Oireachtas Joint and Select Committees
Thursday, 24 October 2013
Joint Oireachtas Committee on Health and Children
End-of-Life Care: Discussion
10:10 am
Ms Patricia Rickard-Clarke:
On the issue of euthanasia, Senator MacSharry might know that the Law Reform Commission produced a report in 2009 on the question of the recommendation of legislation for advanced care directives. That was following an issue that had arisen in the public arena about the need to have this legislation. The commission was not looking at that stage at the law on homicide, which includes assisted suicide and euthanasia as criminal offences. It was saying that it had not even got off the blocks in terms of considering people's wishes at the end of life. We need that conversation, and we need the legislation on advance care planning. In the research the commission did it was very clear that if we had a good legal framework in terms of planning for the end of life, the debate would move away from assisted suicide and euthanasia to a later stage, but we have not even started that.
I mentioned the various international obligations. In 2009 the Council of Europe recommended that member states must have facilities in place to allow people the right to self-determination and autonomy, the right to enduring power of attorney and the right to have an advance care directive. We badly need legislation to comply with our international obligations in that regard.
On end-of-life-proofing of buildings, the forum is talking about cases in which people die at home. It is about the adaptation of a room or, in terms of local authorities' development plans, the need to consider having wider doors in particular rooms in buildings or in communities. Many people now are choosing not to be buried in the traditional manner and we must take account of people from other nationalities, etc., living in Ireland. In the community and in the public arena we need buildings and facilities for people if they choose to be buried there. There is also the question of crematoriums and so on, because more people are opting now to be cremated, but we do not have proper facilities in terms of public buildings, or even in our own homes, to deal with such issues.
On the national strategy, I come at that issue from a non-health-care perspective. In the Assisted Decision-Making (Capacity) Bill we have the legislation on capacity but we have not yet got the detail of the Bill on advance care directives. That proves that there is not always the interdepartmental coming together that is required.
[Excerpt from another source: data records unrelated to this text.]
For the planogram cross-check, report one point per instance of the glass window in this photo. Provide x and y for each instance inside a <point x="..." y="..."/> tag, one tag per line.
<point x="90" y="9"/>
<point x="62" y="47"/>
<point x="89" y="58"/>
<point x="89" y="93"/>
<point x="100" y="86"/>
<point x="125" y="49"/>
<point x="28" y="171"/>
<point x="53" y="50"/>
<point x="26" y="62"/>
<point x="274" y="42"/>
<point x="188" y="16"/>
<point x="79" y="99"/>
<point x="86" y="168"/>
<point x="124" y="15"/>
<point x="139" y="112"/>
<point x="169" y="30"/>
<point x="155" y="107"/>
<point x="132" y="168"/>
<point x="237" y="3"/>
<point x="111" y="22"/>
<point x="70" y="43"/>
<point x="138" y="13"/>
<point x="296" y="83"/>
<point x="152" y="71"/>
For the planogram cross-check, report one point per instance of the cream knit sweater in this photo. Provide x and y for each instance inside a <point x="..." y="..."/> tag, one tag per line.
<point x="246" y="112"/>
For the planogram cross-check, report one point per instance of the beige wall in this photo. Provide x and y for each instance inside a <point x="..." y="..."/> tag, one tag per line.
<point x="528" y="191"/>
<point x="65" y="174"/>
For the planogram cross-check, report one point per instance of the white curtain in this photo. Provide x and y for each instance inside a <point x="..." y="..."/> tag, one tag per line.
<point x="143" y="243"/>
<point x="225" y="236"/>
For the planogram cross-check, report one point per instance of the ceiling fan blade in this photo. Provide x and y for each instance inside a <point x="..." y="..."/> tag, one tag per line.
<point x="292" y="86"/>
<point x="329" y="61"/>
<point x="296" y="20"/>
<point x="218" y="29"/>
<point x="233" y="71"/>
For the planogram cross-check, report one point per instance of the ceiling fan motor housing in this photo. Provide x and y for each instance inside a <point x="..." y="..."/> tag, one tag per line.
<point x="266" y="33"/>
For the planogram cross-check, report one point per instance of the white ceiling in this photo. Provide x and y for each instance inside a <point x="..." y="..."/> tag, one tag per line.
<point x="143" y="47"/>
From a legal perspective, we must have a strategy to allow people to assign enduring power of attorney so that when people lack capacity we are not into the courts system. Similarly, in terms of their care, we have the advance care directive.
Regarding wills, we all know that not making wills causes great hardship to people and families. When people are ill and dying I am averse to people running in asking them to sign pieces of paper or whatever. If they have not made a will, that is not the time to do that. There must be advance planning in all of those areas. It is vital that all Departments with responsibilities in this area come together to develop an end-of-life strategy. I hope I have answered the questions.